5:14 AM - 20 Apr 2014
 
...and now Anthony @ YouGov has put up the Survation poll...

The second poll for Survation has topline figures of:-


YES 38%(+1), NO 46%(-1). Without don’t knows the YES vote is at 45%.

This is a slight move towards YES since Survation’s previous poll a week and a half ago, but looking more widely it’s more of a “no change” poll, Survation also showed YES on 45% in March and February.
 
Good, I want a no vote! but there is a lot of time to go till the actual vote.
Oh, come on...you've been reading/posting about polling long enough not to fall into that trap, haven't you?

This from YG might help....

ICM in the Scotland on Sunday have figures of YES 34%(-5), NO 46%(+4). This looks like a sudden big shift to NO, but I suspect a lot of that is a reversion to the mean. ICM’s last Scottish poll was the one showing the NO lead shrinking to just 3 points… I suspect that one was just a bit of an outlier and this is a return to normality.
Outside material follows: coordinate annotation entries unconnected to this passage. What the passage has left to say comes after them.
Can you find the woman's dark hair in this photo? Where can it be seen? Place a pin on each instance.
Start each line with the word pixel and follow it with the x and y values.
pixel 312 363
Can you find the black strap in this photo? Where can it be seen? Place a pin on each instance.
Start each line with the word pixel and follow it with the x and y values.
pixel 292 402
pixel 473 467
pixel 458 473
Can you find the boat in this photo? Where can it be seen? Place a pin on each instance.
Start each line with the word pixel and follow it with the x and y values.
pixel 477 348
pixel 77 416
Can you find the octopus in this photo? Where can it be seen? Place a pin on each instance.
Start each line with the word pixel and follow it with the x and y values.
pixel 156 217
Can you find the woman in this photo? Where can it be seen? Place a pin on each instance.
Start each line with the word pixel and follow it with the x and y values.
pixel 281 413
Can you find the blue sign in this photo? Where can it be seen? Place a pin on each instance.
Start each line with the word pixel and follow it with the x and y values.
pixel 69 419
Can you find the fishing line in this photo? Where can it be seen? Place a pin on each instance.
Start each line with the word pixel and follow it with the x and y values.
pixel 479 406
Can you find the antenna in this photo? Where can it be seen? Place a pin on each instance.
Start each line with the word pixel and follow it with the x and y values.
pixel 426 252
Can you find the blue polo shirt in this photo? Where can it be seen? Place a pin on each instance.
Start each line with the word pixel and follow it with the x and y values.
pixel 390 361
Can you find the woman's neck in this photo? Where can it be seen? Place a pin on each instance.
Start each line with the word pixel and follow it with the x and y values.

and then, for good measure....

My view is that the best way of seeing what is happening is still the rather laborious and imprecise process of looking at trends in individual pollsters:

Taking them one at a time, and excluding don’t knows so they are comparable,

ICM
had YES on 40% last September, then 46% in January, then 43% in February, 46% in March, 48% in April… now 43%. ICM have been more erratic than other companies (and have messed about with their methods more) so it’s quite difficult to differentiate trend from volatility or method change.

Ipsos MORI we had YES on 34% last September, 37% in December, 36% in February. We haven’t had anything since.

Survation we had YES on 38% in January, then after a methodological change they’ve been steady showing YES on a consistent 44% or 45%.

TNS-BMRB had YES on 36% in October, 38% in November, 40% in December & January, 41% in Feb, 40% in March, 41% in April, 42% now.

YouGov appears to show a similar steady but slow trend – 38% in September, 39% in Dec/ Jan, 40% in February, 42% in March and April.

Panelbase have consistently shown better scores for YES 44% in September, 45% in October and November, 43% and 44% in February. 47% in polls in March and April, 46% today.

My perception is still that there was a tightening in the polls at the tail end of last year after the white paper, and a very slow trend towards YES since then. The trend may well have slowed or stopped completely in recent weeks, but the single ICM poll or the normal variation in Panelbase is not enough to conclude it has reversed.